Journal of Risk Model Validation
ISSN:
1753-9579 (print)
1753-9587 (online)
Editor-in-chief: Steve Satchell
Volume 18, Number 2 (June 2024)
Editor's Letter
Steve Satchell
Trinity College, University of Cambridge
Machine learning has recently come to dominate the world of research and it is therefore not a shock to find that two of the four papers in this issue of The Journal of Risk Model Validation are about machine learning challenges in risk validation.
The issue’s first paper is “The impact of deterioration in rating-model discriminatory power on expected losses” by Siyi Zhou and Gary van Vuuren. The authors discuss methodologies for estimating the impact on a portfolio’s expected credit loss caused by potential model risks in underwriting, such as those arising from scoring models (for retail banking) and rating models (for wholesale banking). They focus on a particular metric: namely, the impact on expected credit losses when the Gini coefficient weakens. Their approach is analytical, and under fairly simple assumptions they are able to derive tractable and computable results, albeit at the cost of granularity.

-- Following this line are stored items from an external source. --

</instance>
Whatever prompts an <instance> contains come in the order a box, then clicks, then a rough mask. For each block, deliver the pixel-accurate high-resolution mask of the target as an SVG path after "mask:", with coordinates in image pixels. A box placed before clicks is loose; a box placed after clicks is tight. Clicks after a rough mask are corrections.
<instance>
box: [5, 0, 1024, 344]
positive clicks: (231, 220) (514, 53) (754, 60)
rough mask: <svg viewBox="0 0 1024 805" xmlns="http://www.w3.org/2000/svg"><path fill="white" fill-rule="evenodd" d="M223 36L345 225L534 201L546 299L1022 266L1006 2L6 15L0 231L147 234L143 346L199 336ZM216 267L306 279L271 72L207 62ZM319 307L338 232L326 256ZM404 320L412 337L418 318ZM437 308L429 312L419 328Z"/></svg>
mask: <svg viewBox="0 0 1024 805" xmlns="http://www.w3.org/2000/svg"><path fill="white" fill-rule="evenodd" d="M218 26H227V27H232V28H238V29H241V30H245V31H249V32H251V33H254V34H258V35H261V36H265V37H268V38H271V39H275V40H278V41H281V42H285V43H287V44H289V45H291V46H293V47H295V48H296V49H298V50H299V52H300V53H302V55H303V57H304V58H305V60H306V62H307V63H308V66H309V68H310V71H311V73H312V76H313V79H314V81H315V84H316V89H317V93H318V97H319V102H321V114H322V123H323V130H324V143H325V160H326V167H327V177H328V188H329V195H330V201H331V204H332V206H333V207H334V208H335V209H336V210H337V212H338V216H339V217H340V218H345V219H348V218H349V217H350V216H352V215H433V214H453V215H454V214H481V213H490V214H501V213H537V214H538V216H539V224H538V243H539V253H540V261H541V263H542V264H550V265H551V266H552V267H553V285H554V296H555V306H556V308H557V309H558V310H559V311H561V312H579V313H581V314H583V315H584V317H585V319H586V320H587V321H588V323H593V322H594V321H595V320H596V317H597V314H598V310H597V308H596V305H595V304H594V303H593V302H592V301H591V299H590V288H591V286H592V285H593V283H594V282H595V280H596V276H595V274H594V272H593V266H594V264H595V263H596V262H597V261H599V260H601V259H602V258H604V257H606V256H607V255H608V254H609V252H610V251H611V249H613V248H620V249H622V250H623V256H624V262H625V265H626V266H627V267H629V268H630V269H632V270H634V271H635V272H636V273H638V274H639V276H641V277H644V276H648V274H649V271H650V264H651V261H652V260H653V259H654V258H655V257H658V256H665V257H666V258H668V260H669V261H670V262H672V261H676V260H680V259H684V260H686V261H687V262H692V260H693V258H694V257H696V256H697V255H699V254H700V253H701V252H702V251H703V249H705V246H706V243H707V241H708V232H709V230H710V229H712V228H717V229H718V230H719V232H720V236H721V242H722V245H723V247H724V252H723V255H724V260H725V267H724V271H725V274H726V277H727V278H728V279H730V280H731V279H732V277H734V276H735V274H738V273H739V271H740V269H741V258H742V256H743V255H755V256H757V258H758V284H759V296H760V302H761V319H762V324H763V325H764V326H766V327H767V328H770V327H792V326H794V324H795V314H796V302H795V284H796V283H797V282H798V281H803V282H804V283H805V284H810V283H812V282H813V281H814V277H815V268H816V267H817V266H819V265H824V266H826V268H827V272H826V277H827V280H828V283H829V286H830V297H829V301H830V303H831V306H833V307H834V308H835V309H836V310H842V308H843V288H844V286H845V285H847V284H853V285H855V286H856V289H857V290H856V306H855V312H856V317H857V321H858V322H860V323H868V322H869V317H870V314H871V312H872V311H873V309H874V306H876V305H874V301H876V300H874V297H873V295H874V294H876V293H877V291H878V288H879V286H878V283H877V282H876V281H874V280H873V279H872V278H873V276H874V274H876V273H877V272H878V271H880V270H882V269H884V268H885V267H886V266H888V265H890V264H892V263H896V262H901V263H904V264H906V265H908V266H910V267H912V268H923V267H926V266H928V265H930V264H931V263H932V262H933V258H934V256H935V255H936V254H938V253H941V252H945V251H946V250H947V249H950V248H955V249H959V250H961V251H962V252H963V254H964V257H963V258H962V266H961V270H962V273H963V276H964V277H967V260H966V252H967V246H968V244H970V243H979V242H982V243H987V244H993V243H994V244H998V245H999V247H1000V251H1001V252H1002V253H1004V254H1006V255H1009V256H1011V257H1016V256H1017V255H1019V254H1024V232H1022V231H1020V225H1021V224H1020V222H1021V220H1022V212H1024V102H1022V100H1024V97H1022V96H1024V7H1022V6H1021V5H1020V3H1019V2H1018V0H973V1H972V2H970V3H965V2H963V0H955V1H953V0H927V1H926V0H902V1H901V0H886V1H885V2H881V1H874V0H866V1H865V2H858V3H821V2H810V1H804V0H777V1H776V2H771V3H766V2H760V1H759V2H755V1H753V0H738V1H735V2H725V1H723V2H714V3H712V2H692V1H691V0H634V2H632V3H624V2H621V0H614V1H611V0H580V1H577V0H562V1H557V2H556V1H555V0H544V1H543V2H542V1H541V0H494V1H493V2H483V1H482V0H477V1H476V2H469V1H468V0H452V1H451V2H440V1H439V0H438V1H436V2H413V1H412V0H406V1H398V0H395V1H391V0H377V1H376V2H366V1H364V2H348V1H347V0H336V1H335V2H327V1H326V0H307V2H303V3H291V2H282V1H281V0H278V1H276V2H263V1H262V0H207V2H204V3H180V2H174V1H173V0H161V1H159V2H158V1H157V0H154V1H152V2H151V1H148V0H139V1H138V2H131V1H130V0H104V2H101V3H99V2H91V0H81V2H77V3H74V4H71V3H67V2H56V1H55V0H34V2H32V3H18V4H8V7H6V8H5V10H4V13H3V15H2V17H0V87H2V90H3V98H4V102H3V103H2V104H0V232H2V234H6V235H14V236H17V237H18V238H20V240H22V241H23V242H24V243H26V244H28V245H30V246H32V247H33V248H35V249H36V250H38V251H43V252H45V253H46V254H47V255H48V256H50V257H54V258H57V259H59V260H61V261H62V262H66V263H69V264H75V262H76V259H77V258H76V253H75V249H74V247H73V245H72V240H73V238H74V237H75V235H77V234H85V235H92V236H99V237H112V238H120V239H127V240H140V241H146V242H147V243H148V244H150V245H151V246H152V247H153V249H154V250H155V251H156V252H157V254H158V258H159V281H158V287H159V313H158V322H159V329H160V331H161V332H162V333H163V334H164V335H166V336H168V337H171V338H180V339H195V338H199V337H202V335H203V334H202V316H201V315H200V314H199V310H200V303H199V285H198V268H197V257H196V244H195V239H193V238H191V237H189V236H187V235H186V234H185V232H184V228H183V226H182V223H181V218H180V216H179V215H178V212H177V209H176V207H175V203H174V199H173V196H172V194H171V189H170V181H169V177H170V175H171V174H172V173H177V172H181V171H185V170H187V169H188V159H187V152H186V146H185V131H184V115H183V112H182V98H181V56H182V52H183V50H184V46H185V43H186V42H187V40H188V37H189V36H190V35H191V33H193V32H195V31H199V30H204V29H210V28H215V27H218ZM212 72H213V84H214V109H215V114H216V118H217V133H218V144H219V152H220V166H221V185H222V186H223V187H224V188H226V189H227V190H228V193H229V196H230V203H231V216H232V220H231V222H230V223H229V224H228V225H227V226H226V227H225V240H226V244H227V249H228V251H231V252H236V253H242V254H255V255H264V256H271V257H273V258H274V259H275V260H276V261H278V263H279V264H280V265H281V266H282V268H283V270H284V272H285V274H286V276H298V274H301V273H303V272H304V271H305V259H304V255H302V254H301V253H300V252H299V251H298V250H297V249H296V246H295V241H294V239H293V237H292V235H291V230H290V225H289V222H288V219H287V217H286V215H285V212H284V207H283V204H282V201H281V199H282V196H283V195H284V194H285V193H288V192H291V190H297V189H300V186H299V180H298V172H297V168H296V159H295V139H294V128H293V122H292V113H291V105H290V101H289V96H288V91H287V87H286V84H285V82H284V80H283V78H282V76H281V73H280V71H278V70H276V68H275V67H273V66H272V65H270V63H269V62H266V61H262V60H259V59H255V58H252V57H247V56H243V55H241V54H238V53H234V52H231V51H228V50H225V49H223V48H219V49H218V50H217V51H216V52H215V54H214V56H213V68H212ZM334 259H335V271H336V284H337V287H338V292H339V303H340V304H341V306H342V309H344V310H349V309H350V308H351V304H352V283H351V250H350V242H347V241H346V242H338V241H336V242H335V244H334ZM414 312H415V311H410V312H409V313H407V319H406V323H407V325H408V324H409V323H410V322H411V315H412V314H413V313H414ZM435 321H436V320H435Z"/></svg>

The second paper in the issue, “Forecasting India’s foreign trade dynamics: evaluation of alternative forecasting models in the post-pandemic period”, addresses concerns that the journal has not previously looked at. However, the evaluation of a set of competing models falls under the broad subject of model validation, and the models in question are to do with forecasting foreign trade growth in India. A. Mansurali, Sarbjit Singh Oberoi, P. Mary Jeyanthi and Sayan Banerjee look at various forecasting models and identify the best model for forecasting India’s trade value. I would add that the notion of a best model is dependent upon the utility function of the model evaluator, and two sensible people with different utilities could come to different conclusions as a consequence.
“Analyzing credit risk model problems through natural language processing-based clustering and machine learning: insights from validation reports” by Szymon Lis, Mariusz Kubkowski, Olimpia Borkowska, Dobromił Serwa and Jarosław Kurpanik, the third paper in the issue, is a most welcome collision between validation analysis and machine learning, and it may well be a precursor to a much larger future literature on this topic.
Our final paper is also about machine learning. In “Machine learning prediction of loss given default in government-sponsored enterprise residential mortgages”, Zilong Liu and Hongyan Liang evaluate the predictive capabilities of a set of machine learning models for loss given default. Interestingly, the authors found that loanspecific details and broader economic indicators were both relevant in loss given default estimation, and that different algorithms worked better for different sectors; fintech and banking showed different patterns of loss given default, requiring different approaches. This might not seem surprising to an economist, but it is nevertheless pleasing to find these features embedded in the data.
Papers in this issue
The impact of deterioration in rating-model discriminatory power on expected losses
The authors propose a means to estimate the effects on a portfolio’s expected credit loss created by underwriting model risks.
Forecasting India’s foreign trade dynamics: evaluation of alternative forecasting models in the post-pandemic period
The authors aim to determine how India's foreign trade will change following Covid-19 and the Russia-Ukraine conflict, comparing several forecasting models and identifying that which performs best.
Analyzing credit risk model problems through natural language processing-based clustering and machine learning: insights from validation reports
The authors use clustering and machine learning techniques to analyze validation reports, providing insights to the development, implementation and maintenance of credit risk models.
Machine learning prediction of loss given default in government-sponsored enterprise residential mortgages
The authors apply machine learning techniques to Loss Given Default estimation, identifying key variables in LGD prediction and evaluating the performance of various models.